Image for post
Image for post
A librarian’s job is pretty hard so I am trying to use AI to simplify it! Source: pixabay

How Simple Is It to Build an End-to-End Item-Based Recommender System?

Collect data, train a model and deploy it using popular data science libraries

Yan Gobeil
Jan 21 · 12 min read

Many websites nowadays use at least some kind of recommendation system to guide their customers towards interesting products and make them buy more. The most advanced ones (like the ones used by Amazon, Netflix or Youtube) can be very complicated, but it is surprisingly simple to make a decent recommendation engine from start to finish for small scale applications. This is what I want to show in this article.

Image for post
Image for post
Example of two different recommendation systems used on Amazon.

The motivation for this project comes from my fiancée, who works in a library. It is impressive how far behind they can be regarding technology for a place promoting learning and information. The best example is the fact that they prefer calling people to tell them that their books are ready for pickup instead of sending automatic emails. Recommendation systems are obviously far in their priority list, even though they spend a large amount of time trying to find books that specific people would like to read.

With that in mind, I decided to make a POC (proof of concept) book recommendation API just to show how simple it can be to build and to use for anyone. This is an example of why no one should pass on the opportunity to improve their online services. Pretty much the whole procedure that I describe can be applied to almost any other topic, not just for books. Here is a summary of the steps that I will explain:

  • Collect the data by scraping the web using beautifulsoup

All of this project is done using python 3.7 and the code can be found on my github.

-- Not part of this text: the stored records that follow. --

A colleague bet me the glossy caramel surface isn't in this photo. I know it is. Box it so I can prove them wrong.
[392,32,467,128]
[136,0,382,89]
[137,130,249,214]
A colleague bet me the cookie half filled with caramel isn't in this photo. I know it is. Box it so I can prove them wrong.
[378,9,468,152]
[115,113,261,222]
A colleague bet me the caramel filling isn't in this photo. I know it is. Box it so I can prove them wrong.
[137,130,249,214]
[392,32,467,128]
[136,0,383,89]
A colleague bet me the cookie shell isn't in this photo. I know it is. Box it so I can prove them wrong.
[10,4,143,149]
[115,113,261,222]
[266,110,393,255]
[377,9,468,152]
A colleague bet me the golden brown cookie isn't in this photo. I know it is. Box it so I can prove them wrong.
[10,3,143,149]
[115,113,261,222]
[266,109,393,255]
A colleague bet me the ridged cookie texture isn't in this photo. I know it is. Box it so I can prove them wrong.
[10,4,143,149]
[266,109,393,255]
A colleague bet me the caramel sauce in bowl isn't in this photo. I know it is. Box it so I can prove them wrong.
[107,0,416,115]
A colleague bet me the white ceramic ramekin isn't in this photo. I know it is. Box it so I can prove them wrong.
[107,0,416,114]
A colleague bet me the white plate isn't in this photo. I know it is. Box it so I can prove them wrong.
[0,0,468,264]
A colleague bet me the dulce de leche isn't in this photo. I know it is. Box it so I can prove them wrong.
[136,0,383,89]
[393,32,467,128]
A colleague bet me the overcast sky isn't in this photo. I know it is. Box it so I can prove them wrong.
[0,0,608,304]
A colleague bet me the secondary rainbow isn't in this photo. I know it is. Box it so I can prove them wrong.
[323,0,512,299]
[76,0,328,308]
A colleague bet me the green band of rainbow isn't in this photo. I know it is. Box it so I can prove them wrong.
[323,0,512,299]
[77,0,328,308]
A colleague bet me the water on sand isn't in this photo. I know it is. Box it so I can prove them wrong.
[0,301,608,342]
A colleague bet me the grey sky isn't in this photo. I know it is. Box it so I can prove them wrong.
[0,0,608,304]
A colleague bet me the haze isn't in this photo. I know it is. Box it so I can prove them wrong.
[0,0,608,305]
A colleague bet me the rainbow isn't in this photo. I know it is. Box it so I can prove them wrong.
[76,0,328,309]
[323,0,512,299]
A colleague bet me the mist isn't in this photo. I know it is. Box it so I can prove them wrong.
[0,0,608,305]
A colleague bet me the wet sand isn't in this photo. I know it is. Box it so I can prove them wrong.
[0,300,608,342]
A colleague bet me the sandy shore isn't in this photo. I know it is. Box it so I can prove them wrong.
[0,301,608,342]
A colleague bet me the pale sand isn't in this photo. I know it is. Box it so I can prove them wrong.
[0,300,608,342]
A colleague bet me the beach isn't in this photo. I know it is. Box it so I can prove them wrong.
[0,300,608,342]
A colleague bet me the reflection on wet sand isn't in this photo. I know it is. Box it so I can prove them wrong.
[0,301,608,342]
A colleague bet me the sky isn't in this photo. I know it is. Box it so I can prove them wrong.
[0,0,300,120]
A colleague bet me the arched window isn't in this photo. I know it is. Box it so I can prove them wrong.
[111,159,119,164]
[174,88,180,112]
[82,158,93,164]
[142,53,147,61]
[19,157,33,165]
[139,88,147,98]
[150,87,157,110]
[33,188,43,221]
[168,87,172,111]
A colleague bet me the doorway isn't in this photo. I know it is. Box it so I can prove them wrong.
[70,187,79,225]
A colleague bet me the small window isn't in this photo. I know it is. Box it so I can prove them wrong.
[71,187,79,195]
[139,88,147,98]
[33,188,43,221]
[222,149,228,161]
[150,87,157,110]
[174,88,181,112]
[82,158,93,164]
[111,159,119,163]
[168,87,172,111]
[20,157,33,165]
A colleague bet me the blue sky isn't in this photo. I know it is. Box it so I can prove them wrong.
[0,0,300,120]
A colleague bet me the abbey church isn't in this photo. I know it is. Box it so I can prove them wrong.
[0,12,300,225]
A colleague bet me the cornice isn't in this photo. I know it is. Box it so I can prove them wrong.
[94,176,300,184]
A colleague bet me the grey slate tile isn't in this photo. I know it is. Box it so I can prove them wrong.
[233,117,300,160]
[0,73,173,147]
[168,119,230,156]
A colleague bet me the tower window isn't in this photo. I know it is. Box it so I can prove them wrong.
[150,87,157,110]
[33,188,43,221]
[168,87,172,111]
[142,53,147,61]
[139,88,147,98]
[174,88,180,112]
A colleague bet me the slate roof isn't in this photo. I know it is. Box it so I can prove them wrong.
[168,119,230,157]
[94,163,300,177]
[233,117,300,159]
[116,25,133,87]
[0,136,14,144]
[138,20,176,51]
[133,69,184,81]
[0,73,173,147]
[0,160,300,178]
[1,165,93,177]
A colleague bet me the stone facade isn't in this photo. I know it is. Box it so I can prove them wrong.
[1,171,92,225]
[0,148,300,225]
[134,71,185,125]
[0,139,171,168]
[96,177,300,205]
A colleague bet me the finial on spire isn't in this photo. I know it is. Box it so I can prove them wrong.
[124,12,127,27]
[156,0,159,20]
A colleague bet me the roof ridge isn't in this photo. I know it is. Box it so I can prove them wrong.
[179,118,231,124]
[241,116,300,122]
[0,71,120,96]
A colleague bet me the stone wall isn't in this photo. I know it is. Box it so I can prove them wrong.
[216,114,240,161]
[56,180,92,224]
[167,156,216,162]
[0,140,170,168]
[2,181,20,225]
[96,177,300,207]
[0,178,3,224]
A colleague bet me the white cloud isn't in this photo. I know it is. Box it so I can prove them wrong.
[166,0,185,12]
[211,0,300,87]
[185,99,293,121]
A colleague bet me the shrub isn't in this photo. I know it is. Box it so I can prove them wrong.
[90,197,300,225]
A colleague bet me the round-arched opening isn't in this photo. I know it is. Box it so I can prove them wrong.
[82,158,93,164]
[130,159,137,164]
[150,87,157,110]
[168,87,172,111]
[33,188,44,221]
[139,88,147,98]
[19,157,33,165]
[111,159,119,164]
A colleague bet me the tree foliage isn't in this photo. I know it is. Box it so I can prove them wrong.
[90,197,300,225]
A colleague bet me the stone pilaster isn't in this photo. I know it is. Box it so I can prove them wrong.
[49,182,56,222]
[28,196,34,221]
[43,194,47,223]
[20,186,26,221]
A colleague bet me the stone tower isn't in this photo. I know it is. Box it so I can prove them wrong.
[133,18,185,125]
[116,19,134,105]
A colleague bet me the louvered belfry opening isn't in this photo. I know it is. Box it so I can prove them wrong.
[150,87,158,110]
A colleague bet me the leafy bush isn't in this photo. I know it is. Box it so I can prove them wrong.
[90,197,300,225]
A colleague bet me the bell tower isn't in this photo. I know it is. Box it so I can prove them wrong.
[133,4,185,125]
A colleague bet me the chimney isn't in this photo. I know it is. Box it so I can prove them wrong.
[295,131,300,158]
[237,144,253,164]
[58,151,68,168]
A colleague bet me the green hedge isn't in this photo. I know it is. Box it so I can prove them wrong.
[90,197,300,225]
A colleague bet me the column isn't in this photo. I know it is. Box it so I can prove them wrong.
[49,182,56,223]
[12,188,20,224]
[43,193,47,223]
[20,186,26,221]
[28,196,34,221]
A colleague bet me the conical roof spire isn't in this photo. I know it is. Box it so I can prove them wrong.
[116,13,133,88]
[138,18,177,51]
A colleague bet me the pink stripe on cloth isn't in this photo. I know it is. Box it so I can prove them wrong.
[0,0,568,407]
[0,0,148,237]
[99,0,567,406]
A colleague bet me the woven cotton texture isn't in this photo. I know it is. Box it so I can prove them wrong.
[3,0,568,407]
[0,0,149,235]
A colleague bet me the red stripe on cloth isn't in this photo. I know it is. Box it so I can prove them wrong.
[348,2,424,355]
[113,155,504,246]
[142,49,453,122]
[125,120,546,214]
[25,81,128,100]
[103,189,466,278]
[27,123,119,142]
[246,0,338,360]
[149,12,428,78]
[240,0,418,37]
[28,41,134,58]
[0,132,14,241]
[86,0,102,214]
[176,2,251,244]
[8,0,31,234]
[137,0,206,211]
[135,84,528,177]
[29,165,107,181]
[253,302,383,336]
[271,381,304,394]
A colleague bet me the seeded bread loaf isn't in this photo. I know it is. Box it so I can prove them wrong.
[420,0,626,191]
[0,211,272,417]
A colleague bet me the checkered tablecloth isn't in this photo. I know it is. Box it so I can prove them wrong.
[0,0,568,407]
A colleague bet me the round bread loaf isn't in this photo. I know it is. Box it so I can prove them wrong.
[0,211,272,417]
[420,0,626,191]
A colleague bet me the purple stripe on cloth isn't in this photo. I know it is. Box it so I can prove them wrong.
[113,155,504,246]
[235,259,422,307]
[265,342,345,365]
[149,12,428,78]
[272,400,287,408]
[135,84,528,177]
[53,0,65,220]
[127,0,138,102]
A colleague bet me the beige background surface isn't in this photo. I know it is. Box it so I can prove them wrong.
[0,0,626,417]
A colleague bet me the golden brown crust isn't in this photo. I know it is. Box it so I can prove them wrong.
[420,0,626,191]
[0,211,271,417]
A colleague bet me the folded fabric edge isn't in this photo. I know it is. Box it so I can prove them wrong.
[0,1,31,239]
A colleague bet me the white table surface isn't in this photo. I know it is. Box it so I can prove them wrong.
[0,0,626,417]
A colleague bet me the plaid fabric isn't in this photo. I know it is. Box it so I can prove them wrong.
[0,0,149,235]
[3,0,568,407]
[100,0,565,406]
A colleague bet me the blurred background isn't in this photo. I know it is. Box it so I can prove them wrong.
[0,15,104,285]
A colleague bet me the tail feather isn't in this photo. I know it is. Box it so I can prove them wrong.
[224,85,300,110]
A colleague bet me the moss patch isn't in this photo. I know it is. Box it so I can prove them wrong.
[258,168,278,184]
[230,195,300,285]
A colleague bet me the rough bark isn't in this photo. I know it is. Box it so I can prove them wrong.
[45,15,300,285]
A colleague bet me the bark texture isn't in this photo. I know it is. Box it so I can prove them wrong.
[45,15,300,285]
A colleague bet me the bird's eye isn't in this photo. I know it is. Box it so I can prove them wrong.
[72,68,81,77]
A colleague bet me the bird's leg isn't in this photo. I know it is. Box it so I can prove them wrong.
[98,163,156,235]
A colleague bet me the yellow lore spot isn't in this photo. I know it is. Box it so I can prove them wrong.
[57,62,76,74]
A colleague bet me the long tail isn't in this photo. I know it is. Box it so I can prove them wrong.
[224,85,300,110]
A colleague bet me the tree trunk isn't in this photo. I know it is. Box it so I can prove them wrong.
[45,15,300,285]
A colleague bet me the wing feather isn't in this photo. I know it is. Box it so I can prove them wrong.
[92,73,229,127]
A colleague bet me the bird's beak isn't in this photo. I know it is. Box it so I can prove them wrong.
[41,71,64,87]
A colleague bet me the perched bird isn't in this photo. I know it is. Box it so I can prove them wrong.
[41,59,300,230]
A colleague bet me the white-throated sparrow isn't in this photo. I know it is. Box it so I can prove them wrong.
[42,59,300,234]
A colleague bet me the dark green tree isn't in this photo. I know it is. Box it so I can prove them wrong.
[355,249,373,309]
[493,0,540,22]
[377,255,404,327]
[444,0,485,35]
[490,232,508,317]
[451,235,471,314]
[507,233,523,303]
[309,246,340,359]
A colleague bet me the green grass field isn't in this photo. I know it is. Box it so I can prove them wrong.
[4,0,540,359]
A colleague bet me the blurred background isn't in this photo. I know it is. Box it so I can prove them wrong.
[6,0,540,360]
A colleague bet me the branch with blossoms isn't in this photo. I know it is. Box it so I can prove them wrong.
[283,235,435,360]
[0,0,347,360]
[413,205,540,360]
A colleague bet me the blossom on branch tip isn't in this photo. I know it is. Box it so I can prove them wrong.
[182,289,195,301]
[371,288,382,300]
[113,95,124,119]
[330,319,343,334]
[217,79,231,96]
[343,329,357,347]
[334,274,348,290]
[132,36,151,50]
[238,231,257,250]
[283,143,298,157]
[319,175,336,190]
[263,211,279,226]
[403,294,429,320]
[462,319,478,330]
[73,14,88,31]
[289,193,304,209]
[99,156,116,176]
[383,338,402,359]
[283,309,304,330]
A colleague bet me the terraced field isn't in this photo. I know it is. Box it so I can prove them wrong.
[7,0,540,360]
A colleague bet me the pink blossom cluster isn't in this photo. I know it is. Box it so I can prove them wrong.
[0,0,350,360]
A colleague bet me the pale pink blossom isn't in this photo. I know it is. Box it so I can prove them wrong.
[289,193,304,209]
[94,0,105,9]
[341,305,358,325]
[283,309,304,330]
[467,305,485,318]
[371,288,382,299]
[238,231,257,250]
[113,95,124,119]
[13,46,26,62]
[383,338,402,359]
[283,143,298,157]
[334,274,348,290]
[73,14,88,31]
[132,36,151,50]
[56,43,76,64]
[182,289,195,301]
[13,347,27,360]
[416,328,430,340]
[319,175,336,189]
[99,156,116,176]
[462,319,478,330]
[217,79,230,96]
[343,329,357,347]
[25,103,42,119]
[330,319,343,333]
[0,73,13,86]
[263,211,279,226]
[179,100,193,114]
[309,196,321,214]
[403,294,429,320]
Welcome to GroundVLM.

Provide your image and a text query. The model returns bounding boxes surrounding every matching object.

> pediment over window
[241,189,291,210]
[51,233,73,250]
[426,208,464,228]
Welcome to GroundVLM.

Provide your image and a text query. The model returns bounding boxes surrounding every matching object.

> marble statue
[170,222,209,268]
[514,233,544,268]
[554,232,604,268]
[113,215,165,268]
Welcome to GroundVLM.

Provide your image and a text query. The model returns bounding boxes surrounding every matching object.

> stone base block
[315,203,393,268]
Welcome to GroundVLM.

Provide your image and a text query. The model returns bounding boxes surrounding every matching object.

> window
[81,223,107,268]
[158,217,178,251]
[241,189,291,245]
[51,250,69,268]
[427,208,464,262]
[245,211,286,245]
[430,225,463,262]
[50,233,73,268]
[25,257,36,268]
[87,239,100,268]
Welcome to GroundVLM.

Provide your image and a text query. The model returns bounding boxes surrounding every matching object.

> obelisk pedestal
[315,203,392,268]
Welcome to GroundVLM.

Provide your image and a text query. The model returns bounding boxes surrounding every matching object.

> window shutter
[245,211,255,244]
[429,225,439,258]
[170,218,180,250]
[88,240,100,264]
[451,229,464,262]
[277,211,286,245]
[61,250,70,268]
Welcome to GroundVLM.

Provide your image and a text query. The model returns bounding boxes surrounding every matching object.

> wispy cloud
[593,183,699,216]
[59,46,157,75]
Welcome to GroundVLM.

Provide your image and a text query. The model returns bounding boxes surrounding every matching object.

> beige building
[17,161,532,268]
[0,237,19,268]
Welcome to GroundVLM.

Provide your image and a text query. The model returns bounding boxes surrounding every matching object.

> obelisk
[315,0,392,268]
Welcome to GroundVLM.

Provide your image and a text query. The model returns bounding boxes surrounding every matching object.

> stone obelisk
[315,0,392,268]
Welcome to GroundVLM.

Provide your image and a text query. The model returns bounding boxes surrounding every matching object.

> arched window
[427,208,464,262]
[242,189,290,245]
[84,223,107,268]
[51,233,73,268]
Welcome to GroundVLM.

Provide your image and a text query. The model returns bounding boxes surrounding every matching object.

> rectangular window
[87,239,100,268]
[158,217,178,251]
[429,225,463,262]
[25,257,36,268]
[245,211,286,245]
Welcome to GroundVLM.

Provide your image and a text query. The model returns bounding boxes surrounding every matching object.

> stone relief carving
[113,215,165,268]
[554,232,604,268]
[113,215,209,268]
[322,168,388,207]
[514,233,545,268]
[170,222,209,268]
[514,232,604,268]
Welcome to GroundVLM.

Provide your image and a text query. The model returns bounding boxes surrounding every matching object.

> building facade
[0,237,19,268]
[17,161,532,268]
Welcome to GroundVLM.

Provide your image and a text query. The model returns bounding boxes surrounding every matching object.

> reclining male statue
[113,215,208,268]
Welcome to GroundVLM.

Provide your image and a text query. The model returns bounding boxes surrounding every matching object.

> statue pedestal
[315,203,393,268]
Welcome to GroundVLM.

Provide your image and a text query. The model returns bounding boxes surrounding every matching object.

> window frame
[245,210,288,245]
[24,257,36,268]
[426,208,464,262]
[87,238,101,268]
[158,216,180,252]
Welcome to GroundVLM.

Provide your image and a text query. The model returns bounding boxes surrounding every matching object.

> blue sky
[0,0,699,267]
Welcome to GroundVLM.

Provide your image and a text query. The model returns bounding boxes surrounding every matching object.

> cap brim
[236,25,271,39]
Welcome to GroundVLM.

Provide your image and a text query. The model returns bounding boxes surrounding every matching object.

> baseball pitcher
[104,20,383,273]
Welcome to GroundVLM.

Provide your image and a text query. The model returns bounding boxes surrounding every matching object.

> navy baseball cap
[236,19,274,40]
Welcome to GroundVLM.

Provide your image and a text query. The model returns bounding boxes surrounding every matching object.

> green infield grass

The web app is available here and the app is presented on RapidAPI.

Collecting the data

Usually the best recommender systems leverage user’s data to get good results. For example, if you really liked to watch the Lord of the Rings movies, Netflix will recommend you movies liked by other people who liked LOTR too. Another method is to recommend movies that are similar in content to the movies that you liked. The second method turns out to be less performant but is a better fit to my project for a few reasons. First, I want the API to be universal so I don’t want to focus on user data from a specific platform, which I don’t have anyway. Second, user based recommendations need to be updated often to account for the new interactions, which is too much work for a simple POC. Finally, libraries often insist on not using user data for questions of privacy so I want to show that AI is still powerful without neglecting privacy.

One thing to mention about web scraping is that not every website allows it. Be sure to read the Terms and conditions for the site that you want to get data from to see to what extent web scraping is allowed. If you insist on scraping a website that doesn’t allow it make sure that you don’t overload the servers (by using timeouts in your code to immitate human users for example) and that you don’t use the data commercially.

Given the goal of the project, the data that I need is a list of books with varied information about each of them. I want to focus on novels written in French and I found out that leslibraires.com has everything I need. In addition to that, the source code is very simple so it makes it easy to scrape. This is an important criteria because some websites are built using complicated javascript that makes it very hard to extract information programmatically.

There are already many good tutorials about web scraping with beautifulsoup (for example this one) so I don’t want to detail all of my process. In general, my strategy is to go through the search pages for the most popular literature books to gather the webpages for as many books as possible. Then for each of these books I collect the desired data from the html code.

Image for post
Image for post
Image for post
Image for post
Results from book search on leslibraires.com and example of book page.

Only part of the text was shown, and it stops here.